In the meantime, the Michigan Supreme Court granted leave in Woodman and heard oral arguments in October. A decision is due by the end of July.

Financial manager, Detroit School Board continue court clash

Robert Bobb, the emergency financial manager for the Detroit Public Schools, won a court victory Friday against the school board in the battle over control of the district operations, reports The Lansing State Journal.

According to The LSJ:

Wayne County Third Judicial Circuit Court Judge Wendy Baxter ruled Friday that the school board has to rescind its decision to hire a treasurer because Bobb has authority over the finances.

Baxter granted Bobb’s request for an injunction to bar the board from moving forward with plans to appoint a treasurer. …

While Bobb won Friday’s battle, the court war continues as the board is still suing him, saying he has overstepped his legal authority by making academic decisions and that he has violated state law by not consulting the board on financial plans.

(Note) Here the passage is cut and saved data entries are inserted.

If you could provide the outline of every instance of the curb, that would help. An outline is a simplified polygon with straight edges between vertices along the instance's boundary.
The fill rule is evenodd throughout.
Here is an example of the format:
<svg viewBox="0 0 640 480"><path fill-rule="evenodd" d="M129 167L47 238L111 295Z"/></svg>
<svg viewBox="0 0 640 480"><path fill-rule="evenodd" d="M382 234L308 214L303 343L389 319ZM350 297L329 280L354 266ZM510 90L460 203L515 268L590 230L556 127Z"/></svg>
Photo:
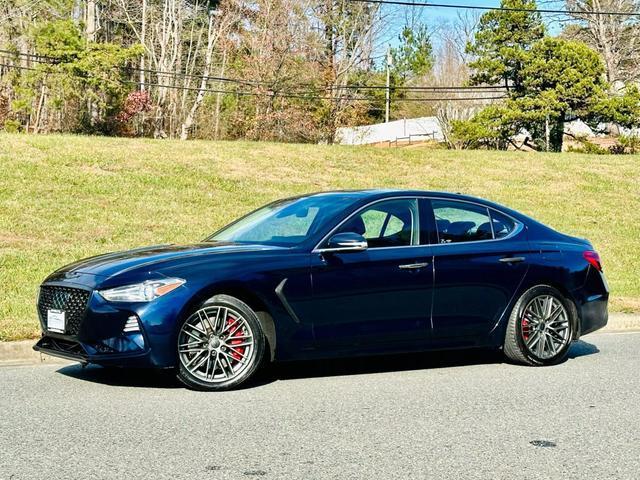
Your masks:
<svg viewBox="0 0 640 480"><path fill-rule="evenodd" d="M607 326L597 333L640 331L640 314L611 313ZM52 357L33 349L36 340L0 342L0 367L17 365L68 365L72 361Z"/></svg>
<svg viewBox="0 0 640 480"><path fill-rule="evenodd" d="M0 342L0 367L16 365L67 365L70 362L63 358L52 357L33 349L36 340L19 340L17 342Z"/></svg>
<svg viewBox="0 0 640 480"><path fill-rule="evenodd" d="M640 314L638 313L610 313L607 326L599 332L623 332L625 330L640 330Z"/></svg>

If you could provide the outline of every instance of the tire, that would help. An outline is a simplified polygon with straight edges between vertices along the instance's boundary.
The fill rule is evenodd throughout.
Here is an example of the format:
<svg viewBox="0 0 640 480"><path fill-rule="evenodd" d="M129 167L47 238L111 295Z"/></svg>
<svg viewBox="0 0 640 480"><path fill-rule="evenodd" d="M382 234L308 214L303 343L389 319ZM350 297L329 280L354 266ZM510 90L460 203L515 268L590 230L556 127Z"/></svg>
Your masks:
<svg viewBox="0 0 640 480"><path fill-rule="evenodd" d="M235 297L216 295L180 324L177 377L193 390L237 388L256 372L265 347L256 313Z"/></svg>
<svg viewBox="0 0 640 480"><path fill-rule="evenodd" d="M530 288L518 299L507 324L504 354L524 365L555 365L566 359L574 336L574 307L548 285Z"/></svg>

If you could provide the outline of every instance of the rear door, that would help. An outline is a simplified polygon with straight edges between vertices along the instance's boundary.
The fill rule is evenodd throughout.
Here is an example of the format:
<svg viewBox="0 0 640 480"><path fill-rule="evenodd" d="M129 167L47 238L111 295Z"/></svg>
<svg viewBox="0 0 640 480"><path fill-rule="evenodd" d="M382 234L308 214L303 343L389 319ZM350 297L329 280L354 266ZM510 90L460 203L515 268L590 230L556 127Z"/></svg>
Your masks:
<svg viewBox="0 0 640 480"><path fill-rule="evenodd" d="M486 338L528 269L524 226L492 208L431 199L434 341L474 344Z"/></svg>

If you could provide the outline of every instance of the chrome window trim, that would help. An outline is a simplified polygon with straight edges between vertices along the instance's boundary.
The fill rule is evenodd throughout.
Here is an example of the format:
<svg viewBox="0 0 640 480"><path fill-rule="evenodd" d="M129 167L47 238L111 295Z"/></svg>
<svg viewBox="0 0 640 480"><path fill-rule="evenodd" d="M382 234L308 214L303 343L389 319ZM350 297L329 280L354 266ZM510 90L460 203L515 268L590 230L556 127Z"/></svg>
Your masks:
<svg viewBox="0 0 640 480"><path fill-rule="evenodd" d="M515 237L517 234L522 232L522 230L524 230L524 224L521 221L519 221L518 219L512 217L508 213L504 213L502 210L499 210L499 209L494 208L494 207L490 207L488 205L484 205L484 204L482 204L480 202L474 202L472 200L459 200L457 198L446 198L446 197L426 196L426 195L395 196L395 197L379 198L378 200L374 200L374 201L372 201L370 203L367 203L366 205L363 205L362 207L360 207L357 210L355 210L354 212L352 212L349 216L344 218L340 223L338 223L335 227L333 227L329 231L329 233L327 233L324 237L322 237L322 239L318 243L316 243L316 246L313 247L313 249L311 250L311 253L320 253L321 254L324 249L321 249L321 248L318 248L318 247L320 245L322 245L324 242L326 242L329 239L329 237L331 235L333 235L333 233L337 229L339 229L343 224L345 224L354 215L357 215L359 212L361 212L365 208L368 208L371 205L375 205L376 203L384 202L386 200L403 200L403 199L411 199L411 200L418 200L418 199L422 199L422 200L442 200L442 201L451 201L451 202L460 202L460 203L470 203L471 205L477 205L479 207L486 208L487 210L489 210L489 214L491 214L491 210L495 210L496 212L500 213L501 215L504 215L505 217L510 218L511 220L513 220L515 228L513 229L512 232L509 233L509 235L507 235L505 237L502 237L502 238L492 238L491 240L473 240L473 241L470 241L470 242L455 242L455 243L427 243L427 244L424 244L424 245L418 243L417 245L402 245L402 246L397 246L397 247L374 247L373 248L374 250L386 250L386 249L390 249L390 248L446 247L446 246L450 246L450 245L470 245L470 244L487 243L487 242L501 242L503 240L508 240L510 238ZM433 208L431 208L431 213L433 214ZM418 217L419 216L420 216L420 203L418 202ZM433 221L434 221L434 226L435 226L436 235L437 235L438 234L438 226L435 224L435 215L434 215ZM492 223L493 223L493 220L492 220ZM493 231L493 225L491 226L491 228L492 228L492 231Z"/></svg>
<svg viewBox="0 0 640 480"><path fill-rule="evenodd" d="M366 208L369 208L372 205L375 205L376 203L380 203L380 202L386 202L387 200L415 200L416 202L416 213L418 214L418 218L415 219L415 223L416 223L416 229L419 232L420 229L420 202L418 202L419 198L424 198L424 197L413 197L413 196L396 196L396 197L386 197L386 198L379 198L378 200L374 200L373 202L369 202L366 205L363 205L362 207L358 208L356 211L352 212L351 215L349 215L348 217L344 218L340 223L338 223L335 227L333 227L329 233L327 233L324 237L322 237L322 240L320 240L318 243L316 243L316 246L313 247L313 249L311 250L311 253L323 253L323 251L326 251L326 249L324 248L319 248L320 245L322 245L324 242L326 242L329 237L331 235L333 235L333 233L338 230L342 225L344 225L345 223L347 223L349 220L351 220L351 218L353 218L355 215L357 215L358 213L360 213L361 211L365 210ZM411 228L413 229L413 215L411 215ZM411 241L413 242L413 234L412 234L412 238ZM420 245L420 233L418 233L418 244L416 245L401 245L401 246L395 246L395 247L372 247L373 250L382 250L382 249L387 249L387 248L413 248L413 247L426 247L428 245ZM367 248L367 250L369 250L369 248Z"/></svg>
<svg viewBox="0 0 640 480"><path fill-rule="evenodd" d="M478 243L487 243L487 242L501 242L502 240L508 240L511 237L515 237L518 233L520 233L524 229L524 225L518 221L516 221L516 227L506 237L502 238L492 238L491 240L472 240L470 242L452 242L452 243L431 243L428 246L430 247L446 247L447 245L475 245ZM425 245L427 246L427 245Z"/></svg>
<svg viewBox="0 0 640 480"><path fill-rule="evenodd" d="M489 214L489 226L491 227L491 238L495 240L496 230L493 228L493 215L491 215L491 209L488 207L487 207L487 214Z"/></svg>

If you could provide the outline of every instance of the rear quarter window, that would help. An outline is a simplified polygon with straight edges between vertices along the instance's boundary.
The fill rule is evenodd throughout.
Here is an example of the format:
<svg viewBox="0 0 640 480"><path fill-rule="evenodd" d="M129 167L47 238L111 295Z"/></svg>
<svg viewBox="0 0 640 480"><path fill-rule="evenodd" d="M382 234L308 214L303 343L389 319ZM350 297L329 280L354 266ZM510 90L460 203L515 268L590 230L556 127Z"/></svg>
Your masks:
<svg viewBox="0 0 640 480"><path fill-rule="evenodd" d="M498 212L497 210L490 210L491 223L493 225L494 238L504 238L509 236L516 228L516 222L511 217L507 217L505 214Z"/></svg>

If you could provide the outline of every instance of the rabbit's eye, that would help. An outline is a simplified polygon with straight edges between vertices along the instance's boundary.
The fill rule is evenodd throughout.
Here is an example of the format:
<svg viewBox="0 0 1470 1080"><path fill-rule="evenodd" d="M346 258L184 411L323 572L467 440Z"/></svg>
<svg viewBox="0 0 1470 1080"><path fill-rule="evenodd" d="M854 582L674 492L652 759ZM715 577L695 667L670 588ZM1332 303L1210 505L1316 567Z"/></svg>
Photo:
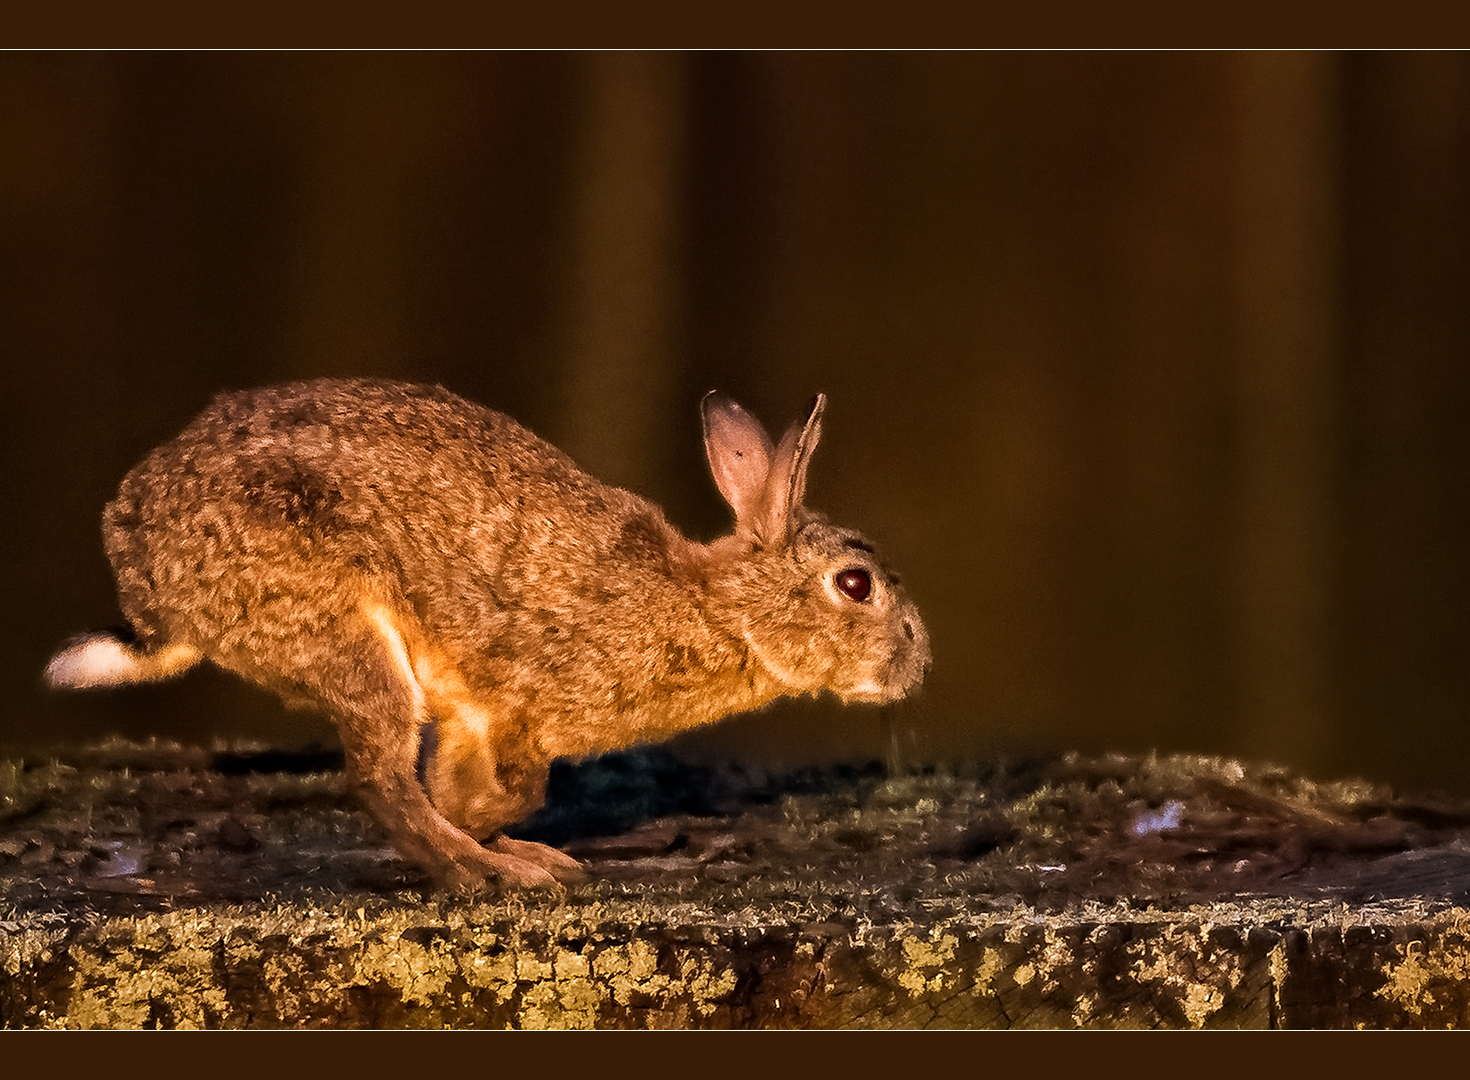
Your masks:
<svg viewBox="0 0 1470 1080"><path fill-rule="evenodd" d="M866 570L853 567L844 570L834 579L838 591L849 600L856 600L861 604L873 593L873 579L868 576Z"/></svg>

Bobb is countersuing, saying the board usurped his hiring authority by voting to make the acting superintendent permanent.

Bobb may have the upper hand.

The LSJ reports that he “has eliminated the board’s budget, saying he will not provide funding for the board to sue him.”

Down and out in Motown: Gambler’s suit against casino comes up snake eyes

Wayne County Circuit Court Judge Michael Sapala has dealt a busted straight to a Macomb County gambler trying to recoup his losses with a lawsuit against MotorCity Casino.

“This morning, … Sapala denied a motion by [Italo] Parise to order the Detroit casino to repay him $673,854 in gambling losses,” reports The Detroit News.

Sapala said the 1961 law cited by Parise’s lawyer allows people to collect their gambling losses only in cases of illegal gambling.

“This is a very easy, simple and straightforward decision: It is the public policy of the state — whether you agree with it or not — that casino gambling is legal,” Sapala told attorney Frank Cusumano Jr. in court Friday.

Attorney Deborah Brower, who represents the casino, is asking the judge to impose sanctions on Cusumano for filing what she calls a “frivolous” case.

Cusumano is considering an appeal.

Parise racked up his losses at MotorCity over the last 10 years.